Yes, Tom Dorgan, tea for Nancy Olden off a silver salver, out of a cup like a painted eggshell. My, but that almost floored me! I was afraid I'd give myself dead away with all those little jars and jugs. So I said I wasn't hungry, though, Lord knows, I hadn't had anything to eat since early morning. But the Dowager sent the maid away and took the tray herself, operating all the jugs and pots for me, and then tried to feed me the tea. She was about as handy as Molly's little sister is with the baby--but I allowed myself to be coaxed, and drank it down.

Tea, Tom Dorgan. Ever taste tea? If you knew how to behave yourself in polite society, I'd give you a card to my friend, the Dowager, up in the Square.

How to get away! That was the thing that worried me. I'd just made up my mind to have a lucid interval, when cr-creak, the front door opened, and in walked--

Tom, you're mighty cute--so cute you'll land us both behind bars some day--but you can't guess who came in on our little family party. Yes--oh, yes, you've met him.
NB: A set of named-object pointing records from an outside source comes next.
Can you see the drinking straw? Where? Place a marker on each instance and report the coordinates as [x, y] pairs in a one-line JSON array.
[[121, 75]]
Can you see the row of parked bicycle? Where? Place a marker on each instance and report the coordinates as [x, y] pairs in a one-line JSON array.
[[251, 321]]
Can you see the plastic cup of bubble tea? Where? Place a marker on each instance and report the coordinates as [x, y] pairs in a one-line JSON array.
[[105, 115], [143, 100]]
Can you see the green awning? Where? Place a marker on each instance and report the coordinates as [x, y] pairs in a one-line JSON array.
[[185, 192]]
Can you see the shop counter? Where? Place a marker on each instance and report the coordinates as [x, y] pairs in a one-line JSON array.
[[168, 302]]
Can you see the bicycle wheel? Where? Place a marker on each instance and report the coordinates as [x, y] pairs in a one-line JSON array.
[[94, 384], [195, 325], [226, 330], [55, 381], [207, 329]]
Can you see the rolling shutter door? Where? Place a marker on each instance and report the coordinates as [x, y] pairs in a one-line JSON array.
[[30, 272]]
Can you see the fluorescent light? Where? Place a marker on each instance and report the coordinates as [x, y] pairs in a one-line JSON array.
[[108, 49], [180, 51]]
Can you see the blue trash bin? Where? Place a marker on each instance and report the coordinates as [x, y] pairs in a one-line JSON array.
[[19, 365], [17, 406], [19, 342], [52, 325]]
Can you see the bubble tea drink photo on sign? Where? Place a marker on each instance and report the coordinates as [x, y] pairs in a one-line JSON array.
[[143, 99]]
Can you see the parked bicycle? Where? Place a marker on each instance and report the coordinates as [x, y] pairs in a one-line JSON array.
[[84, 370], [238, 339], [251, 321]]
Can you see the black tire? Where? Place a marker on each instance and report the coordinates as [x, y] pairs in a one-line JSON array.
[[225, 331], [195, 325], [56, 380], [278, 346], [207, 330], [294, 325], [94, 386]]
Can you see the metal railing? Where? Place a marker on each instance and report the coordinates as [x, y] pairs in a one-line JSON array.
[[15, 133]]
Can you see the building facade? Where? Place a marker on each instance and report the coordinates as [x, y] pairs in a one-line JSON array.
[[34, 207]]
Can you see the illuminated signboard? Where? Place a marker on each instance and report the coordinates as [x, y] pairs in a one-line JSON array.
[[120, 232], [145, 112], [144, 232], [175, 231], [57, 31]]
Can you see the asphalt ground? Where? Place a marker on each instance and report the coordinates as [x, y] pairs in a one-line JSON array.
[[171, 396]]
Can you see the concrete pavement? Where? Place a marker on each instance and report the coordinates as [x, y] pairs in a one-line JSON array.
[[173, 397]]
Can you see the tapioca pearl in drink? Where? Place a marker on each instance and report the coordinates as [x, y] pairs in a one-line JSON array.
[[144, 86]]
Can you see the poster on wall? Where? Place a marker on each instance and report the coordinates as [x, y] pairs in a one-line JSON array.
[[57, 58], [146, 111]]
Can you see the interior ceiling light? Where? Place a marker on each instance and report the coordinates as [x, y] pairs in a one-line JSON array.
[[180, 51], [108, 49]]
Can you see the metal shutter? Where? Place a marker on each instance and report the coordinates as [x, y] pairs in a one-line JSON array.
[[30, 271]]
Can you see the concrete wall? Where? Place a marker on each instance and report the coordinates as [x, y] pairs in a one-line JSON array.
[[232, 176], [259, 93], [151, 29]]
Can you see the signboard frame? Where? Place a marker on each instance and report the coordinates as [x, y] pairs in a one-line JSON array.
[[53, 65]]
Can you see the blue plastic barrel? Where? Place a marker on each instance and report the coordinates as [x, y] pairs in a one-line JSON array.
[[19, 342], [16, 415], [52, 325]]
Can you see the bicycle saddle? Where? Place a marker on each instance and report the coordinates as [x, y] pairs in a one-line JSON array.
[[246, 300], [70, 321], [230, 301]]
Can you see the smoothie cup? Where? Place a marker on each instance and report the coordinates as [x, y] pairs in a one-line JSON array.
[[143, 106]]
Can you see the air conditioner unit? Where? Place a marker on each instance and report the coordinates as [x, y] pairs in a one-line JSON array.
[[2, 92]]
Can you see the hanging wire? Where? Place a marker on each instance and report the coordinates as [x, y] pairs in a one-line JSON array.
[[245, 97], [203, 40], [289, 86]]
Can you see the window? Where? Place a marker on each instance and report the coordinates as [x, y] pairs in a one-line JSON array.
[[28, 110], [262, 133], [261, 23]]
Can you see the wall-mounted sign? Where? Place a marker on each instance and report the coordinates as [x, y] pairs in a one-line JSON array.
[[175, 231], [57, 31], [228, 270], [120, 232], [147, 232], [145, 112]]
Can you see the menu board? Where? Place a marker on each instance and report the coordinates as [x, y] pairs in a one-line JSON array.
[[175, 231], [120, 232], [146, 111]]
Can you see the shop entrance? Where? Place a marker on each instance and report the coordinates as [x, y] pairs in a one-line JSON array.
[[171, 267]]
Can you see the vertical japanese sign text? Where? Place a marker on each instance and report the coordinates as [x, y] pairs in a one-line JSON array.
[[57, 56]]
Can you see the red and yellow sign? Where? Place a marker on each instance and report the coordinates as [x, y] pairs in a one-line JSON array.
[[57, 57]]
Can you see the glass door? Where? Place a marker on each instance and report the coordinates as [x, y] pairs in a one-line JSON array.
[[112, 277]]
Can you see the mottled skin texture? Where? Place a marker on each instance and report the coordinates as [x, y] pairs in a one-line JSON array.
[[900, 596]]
Well, the old duffer whose watch was ticking inside my waist that very minute! Yes, sir, the same red-faced, big-necked fellow we'd spied getting full at the little station in the country. Only, he was a bit mellower than when you grabbed his chain. Well, he was Edward.

I almost dropped the cup when I saw him. The Dowager took it from me, saying:

"There, dear, don't be nervous. It's only--only--"

She got lost. It couldn't be my daddy--the Bishop was that. But it was her husband, so who could it be?

"Evening, Bishop. Hello, Henrietta, back so soon from the opera?" roared Edward, in a big, husky voice. He'd had more since we saw him, but he walked straight as the Bishop himself, and he's a dear little ramrod. "Ah!"--his eyes lit up at sight of me--"ah, Miss--Miss--of course, I've met the young lady, Henrietta, but hang me if I haven't forgotten her name."

"Miss--Miss Murieson," lied the old lady, glibly. "A--a relative."